Davalı tarafın ödeme emrinin tebliğ edildiği gerçek borçlunun adresi yerine, davacının adresine giderek menkul haczi ve muhafazası yapmak istediği, davacının beyan ve belgelerini dikkate almaksızın ısrarla davacı şirket üzerine gittiği, hatta Ankara … İcra Hukuk Mahkemesinin davacı şirkete ait araçlar üzerindeki yakalama şerhinin kaldırılmasına dair ara kararı üzerine aslında takip konusu alacağının çok üzerinde kıymete haiz aracı, kaydında haczinin de bulunmasına rağmen yine menkul haczi ve muhafaza talebinde bulunduğu, bunun üzerine Mahkemece davacı şirket yönünden takip usuli işlemlerinin dava sonuna kadar geçici olarak durdurulmasına dair 24.08.2016 tarihli kararın verildiği, bu karara karşı da davalı tarafça 29.08.2016 ve 25.11.2016 tarihlerinde durdurma kararının kaldırılması talebiyle itiraz edildiği Ankara … İcra Hukuk Mahkemesinin … esas sayılı dosyası içeriğinden anlaşılmaktadır. Davalı taraf, bu süreç içerisinde yapılan itirazlara, sunulan ve toplanılan delillere rağmen, gerçek borçlu şirket hakkında bir araştırma ve işlem yapmaya gerek görmemiştir. Anayasa’da ifade edilen hak arama hürriyetinin, başkalarının haklarını ihlal eder şekilde kullanılması mümkün değildir. Hal böyle olunca davalının, dosya borçlusu olmayan ve aralarında bir ilişki olduğunu ispatlayamadığı, bu konuda yapılan uyarıları da dikkate almadan davacı şirket aleyhine yürüttüğü haksız icra takibi ve haciz işlemlerinden doğan zarardan sorumluluğu bulunmaktadır. Davacının davalıdan talep edebileceği, belgelendirdiği ve bilirkişi tarafından makul olduğu değerlendirilerek hesaplanan toplam maddi zararı 612,00 TL’dir. Fakat davacı 543,50 TL talep etmiştir. Taleple bağlılık ilkesi gereğince davacının talebi de gözetilerek maddi tazminat talebinin kabulüne karar verilmesi cihetine gidilmiştir.

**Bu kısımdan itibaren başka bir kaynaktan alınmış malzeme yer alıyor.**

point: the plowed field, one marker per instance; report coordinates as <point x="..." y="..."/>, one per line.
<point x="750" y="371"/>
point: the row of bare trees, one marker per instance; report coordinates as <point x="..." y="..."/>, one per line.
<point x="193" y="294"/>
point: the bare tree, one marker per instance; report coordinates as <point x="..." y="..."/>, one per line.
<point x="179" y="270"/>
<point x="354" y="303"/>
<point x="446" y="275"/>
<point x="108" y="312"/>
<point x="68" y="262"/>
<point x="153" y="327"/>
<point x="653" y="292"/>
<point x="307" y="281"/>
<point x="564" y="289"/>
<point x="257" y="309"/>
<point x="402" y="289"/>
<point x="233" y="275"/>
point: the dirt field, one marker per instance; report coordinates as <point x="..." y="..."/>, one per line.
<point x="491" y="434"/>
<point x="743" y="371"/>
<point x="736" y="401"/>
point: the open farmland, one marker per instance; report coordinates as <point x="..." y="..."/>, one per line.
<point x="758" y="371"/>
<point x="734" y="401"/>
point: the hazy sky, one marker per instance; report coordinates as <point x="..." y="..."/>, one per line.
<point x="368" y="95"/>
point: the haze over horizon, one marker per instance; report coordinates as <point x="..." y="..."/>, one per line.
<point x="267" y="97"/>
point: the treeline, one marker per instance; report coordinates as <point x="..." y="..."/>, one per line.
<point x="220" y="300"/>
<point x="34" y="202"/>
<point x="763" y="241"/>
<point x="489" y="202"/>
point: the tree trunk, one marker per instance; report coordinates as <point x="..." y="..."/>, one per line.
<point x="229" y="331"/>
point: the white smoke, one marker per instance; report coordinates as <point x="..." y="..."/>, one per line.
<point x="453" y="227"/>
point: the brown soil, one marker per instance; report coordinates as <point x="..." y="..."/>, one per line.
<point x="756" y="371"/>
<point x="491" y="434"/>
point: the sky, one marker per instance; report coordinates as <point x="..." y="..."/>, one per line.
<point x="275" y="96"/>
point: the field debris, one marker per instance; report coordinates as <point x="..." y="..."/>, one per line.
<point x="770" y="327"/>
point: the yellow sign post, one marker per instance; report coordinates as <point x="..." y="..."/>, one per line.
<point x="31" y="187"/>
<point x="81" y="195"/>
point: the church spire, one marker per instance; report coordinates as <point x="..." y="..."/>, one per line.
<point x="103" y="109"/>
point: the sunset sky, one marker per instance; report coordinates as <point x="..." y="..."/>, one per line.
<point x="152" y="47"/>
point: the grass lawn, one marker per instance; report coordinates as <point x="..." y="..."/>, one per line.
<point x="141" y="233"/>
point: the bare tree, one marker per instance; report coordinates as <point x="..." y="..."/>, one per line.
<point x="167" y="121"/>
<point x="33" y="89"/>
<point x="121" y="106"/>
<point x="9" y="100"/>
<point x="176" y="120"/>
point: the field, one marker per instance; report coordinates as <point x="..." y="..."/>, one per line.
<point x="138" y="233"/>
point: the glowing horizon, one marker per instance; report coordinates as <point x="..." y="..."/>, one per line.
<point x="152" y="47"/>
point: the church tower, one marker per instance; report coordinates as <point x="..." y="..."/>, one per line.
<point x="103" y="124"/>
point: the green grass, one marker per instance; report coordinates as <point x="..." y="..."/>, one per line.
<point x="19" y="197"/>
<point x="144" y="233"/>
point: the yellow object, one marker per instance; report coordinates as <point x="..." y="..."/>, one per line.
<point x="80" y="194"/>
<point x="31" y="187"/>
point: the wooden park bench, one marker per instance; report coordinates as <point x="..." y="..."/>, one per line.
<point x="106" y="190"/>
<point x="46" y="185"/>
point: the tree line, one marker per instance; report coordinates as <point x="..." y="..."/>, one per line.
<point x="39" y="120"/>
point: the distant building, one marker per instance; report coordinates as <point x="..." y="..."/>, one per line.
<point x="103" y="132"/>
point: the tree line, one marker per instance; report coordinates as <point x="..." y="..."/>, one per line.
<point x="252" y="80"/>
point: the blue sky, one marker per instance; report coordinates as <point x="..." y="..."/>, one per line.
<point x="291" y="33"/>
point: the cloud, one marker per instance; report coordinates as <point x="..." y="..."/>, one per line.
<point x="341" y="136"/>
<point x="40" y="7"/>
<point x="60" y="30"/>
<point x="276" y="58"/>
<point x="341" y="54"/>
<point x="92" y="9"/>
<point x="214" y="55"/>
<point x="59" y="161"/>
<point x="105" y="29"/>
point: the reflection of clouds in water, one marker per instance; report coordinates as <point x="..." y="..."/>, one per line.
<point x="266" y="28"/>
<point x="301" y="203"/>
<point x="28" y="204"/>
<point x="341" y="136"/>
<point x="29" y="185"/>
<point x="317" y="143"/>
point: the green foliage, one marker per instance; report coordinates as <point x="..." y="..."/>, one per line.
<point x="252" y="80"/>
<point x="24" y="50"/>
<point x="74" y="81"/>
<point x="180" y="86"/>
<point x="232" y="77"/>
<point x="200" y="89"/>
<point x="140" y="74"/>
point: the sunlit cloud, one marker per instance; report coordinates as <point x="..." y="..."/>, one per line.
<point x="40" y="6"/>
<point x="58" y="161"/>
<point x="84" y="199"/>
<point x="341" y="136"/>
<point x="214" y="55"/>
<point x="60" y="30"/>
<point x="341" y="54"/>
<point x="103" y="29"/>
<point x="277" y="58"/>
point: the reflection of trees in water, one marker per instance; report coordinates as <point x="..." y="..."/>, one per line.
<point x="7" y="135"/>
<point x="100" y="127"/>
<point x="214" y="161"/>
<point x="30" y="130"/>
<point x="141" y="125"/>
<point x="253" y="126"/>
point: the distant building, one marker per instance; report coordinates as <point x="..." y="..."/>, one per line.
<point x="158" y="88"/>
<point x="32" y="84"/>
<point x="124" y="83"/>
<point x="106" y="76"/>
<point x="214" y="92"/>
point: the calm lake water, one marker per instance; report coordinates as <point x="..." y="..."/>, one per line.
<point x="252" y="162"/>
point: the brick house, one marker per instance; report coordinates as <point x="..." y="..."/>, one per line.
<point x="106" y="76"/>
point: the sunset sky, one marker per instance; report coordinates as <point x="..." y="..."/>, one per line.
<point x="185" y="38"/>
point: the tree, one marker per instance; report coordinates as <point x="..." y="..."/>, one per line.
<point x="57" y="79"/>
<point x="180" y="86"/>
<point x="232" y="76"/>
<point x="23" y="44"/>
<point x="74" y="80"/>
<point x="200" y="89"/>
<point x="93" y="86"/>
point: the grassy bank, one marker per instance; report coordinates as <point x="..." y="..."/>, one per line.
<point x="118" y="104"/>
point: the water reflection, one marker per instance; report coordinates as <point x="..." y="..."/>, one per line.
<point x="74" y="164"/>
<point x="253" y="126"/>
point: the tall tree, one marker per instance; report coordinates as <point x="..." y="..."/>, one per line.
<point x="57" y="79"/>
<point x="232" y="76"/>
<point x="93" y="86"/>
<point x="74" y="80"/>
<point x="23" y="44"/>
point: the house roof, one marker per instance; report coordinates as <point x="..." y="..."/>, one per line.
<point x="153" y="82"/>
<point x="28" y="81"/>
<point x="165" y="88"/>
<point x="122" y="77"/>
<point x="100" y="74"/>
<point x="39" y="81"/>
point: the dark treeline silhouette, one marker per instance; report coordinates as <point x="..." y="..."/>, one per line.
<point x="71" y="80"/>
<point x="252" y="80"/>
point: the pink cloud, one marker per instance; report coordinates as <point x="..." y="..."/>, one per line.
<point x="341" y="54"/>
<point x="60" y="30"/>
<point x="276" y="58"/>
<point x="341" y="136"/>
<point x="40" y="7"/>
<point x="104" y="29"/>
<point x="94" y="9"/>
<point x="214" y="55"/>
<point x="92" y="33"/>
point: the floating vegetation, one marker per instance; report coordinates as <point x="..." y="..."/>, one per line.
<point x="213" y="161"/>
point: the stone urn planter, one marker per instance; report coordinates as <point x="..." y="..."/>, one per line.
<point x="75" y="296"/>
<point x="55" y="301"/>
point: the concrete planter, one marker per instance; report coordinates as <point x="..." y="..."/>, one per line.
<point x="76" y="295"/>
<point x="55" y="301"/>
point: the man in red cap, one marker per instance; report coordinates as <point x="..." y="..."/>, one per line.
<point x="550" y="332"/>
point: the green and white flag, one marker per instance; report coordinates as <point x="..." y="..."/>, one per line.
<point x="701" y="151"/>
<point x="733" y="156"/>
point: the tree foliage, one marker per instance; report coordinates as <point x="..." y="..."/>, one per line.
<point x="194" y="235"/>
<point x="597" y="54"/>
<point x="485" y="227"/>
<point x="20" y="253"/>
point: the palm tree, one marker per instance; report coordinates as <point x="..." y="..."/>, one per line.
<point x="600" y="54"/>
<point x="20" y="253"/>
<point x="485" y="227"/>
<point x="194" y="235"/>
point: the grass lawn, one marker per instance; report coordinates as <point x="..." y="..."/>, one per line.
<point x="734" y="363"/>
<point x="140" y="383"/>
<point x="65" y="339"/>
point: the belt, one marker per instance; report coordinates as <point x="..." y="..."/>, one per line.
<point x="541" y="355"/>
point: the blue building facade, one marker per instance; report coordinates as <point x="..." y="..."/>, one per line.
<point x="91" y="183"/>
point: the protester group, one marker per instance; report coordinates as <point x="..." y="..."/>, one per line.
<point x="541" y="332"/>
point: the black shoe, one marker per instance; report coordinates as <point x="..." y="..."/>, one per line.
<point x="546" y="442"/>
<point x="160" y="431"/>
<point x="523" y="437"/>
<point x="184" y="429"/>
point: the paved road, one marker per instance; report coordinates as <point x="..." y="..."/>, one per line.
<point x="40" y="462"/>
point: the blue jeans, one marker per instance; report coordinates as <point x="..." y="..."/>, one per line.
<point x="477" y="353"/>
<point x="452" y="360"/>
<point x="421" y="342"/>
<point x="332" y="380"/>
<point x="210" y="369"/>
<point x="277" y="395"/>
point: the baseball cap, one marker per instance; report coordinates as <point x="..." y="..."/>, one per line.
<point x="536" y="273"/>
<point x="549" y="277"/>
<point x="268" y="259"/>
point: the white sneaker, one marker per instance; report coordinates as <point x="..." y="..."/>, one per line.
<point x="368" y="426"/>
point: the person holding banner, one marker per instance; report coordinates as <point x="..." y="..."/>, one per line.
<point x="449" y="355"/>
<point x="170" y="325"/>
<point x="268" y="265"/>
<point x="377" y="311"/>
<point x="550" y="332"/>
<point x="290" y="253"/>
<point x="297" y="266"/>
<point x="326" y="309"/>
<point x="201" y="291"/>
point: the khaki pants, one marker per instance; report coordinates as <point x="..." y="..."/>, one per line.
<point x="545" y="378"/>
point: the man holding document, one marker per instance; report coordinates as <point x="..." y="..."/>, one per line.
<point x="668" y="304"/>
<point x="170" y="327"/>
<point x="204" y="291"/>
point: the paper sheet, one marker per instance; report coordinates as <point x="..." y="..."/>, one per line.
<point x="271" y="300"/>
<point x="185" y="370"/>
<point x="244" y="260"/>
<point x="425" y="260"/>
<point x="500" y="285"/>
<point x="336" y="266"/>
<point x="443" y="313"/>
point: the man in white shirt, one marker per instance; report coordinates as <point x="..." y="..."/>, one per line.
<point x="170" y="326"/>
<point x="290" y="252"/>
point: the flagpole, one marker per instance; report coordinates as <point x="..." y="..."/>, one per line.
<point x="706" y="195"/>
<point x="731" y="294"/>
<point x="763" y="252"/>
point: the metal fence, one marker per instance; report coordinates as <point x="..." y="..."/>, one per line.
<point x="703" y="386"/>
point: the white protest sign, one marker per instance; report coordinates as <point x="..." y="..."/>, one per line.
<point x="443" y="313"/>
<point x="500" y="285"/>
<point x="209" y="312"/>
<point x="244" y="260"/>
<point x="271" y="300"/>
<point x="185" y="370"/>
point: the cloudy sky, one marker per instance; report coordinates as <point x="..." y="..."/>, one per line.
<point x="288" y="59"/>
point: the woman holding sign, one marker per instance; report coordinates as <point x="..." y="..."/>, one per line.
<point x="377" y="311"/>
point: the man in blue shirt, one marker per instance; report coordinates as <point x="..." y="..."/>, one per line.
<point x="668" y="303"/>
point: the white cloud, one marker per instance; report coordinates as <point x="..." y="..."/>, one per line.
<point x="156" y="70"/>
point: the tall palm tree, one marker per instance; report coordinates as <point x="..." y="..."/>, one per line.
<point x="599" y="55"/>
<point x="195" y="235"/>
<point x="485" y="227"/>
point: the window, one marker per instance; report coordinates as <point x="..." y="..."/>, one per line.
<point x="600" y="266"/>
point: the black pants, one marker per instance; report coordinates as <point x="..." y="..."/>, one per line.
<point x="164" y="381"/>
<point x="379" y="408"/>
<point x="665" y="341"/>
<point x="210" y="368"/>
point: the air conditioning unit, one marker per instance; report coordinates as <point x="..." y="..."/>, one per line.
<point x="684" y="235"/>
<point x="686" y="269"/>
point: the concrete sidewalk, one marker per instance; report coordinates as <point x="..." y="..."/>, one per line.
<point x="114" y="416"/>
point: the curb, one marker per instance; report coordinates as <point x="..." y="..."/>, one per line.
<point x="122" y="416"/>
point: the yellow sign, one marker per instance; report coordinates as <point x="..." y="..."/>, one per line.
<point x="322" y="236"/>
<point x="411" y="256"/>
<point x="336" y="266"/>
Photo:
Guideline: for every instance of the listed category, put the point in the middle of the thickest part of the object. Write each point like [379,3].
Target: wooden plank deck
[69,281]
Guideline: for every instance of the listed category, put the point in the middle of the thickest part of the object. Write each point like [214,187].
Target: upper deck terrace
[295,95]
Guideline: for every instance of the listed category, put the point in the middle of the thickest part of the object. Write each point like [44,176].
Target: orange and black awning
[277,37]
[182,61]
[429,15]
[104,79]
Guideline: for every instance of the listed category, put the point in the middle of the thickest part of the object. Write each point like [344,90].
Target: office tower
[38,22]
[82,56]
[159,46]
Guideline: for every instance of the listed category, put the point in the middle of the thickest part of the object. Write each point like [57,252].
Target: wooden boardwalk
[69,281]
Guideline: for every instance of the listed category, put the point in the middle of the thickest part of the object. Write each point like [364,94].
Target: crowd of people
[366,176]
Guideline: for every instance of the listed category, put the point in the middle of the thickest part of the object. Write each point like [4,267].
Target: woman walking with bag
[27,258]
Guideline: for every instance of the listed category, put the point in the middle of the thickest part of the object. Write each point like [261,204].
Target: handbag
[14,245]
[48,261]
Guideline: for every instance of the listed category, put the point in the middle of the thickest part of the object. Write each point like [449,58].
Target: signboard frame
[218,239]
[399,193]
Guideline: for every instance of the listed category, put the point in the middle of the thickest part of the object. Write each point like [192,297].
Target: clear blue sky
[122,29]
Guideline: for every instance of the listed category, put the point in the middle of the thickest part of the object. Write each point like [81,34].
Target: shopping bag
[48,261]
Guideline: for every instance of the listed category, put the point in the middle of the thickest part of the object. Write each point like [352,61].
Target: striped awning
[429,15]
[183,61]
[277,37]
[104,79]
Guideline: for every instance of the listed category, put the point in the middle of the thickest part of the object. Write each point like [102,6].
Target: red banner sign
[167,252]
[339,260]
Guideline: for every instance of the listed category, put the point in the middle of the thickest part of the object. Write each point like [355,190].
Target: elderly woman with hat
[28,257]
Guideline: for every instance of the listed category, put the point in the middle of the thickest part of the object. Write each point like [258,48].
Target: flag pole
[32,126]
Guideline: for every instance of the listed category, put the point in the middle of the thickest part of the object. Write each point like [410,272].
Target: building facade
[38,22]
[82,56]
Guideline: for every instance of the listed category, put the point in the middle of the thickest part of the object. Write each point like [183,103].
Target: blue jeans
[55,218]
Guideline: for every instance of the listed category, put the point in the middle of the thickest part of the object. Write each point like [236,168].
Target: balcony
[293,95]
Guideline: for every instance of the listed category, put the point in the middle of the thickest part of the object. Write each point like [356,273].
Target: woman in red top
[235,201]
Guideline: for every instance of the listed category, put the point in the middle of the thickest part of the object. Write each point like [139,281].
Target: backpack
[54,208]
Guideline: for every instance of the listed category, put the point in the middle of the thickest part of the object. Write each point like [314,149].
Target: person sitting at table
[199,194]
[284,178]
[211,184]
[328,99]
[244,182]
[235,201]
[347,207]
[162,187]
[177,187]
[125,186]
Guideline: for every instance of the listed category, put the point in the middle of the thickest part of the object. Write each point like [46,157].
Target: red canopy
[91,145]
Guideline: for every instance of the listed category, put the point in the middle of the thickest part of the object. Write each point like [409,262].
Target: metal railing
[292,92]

Davacı haksız icra takibi ve haciz işlemlerinden dolayı davalıdan manevi tazminat talebinde de bulunmuştur. Aleyhine yapılan haksız icra takip ve haciz işlemleri neticesinde davacı şirketin kredi ilişkisi içerisinde bulunduğu bankalar vs. kurumlar nezdinde ticari itibarının zedelendiği, uzun bir süre bu hacizlerle uğraşmak zorunda kaldığı ve … plaka sayılı aracının bağlandığı dosya kapsamıyla sabittir. Bankaların müşterilerinin mali durumlarıyla, özellikle icra takipleriyle ilgili istihbarat topladıkları da bilinen bir gerçektir. Tüzel kişilerin de hukuk sujesi olarak tanınmasına, onlara ad, şeref, onur ve itibar gibi kişisel varlıklar bahşedilmiş olmasına göre tüzel kişilerin de manevi tazminat talep edebileceklerini kabul etmek gerekmektedir. Manevi zarar, salt üzüntünün varlığı halinde değil, kişinin kişilik değerlerinin saldırıya uğraması durumunda gerçekleşen bir zarardır. Bu itibarla, haksız icra takibi ve haciz işlemleri nedeniyle davacı şirketin kişilik değerlerinin ve ticari itibarının davalı tarafından zedelendiği kanaatine varılarak, davacının manevi tazminat talebinin kısmen kabulüne, 5.000,00 TL manevi tazminatın davalıdan tahsili ile davacıya verilmesine, fazlaya ilişkin talebin ise reddine karar vermek gerekmiştir.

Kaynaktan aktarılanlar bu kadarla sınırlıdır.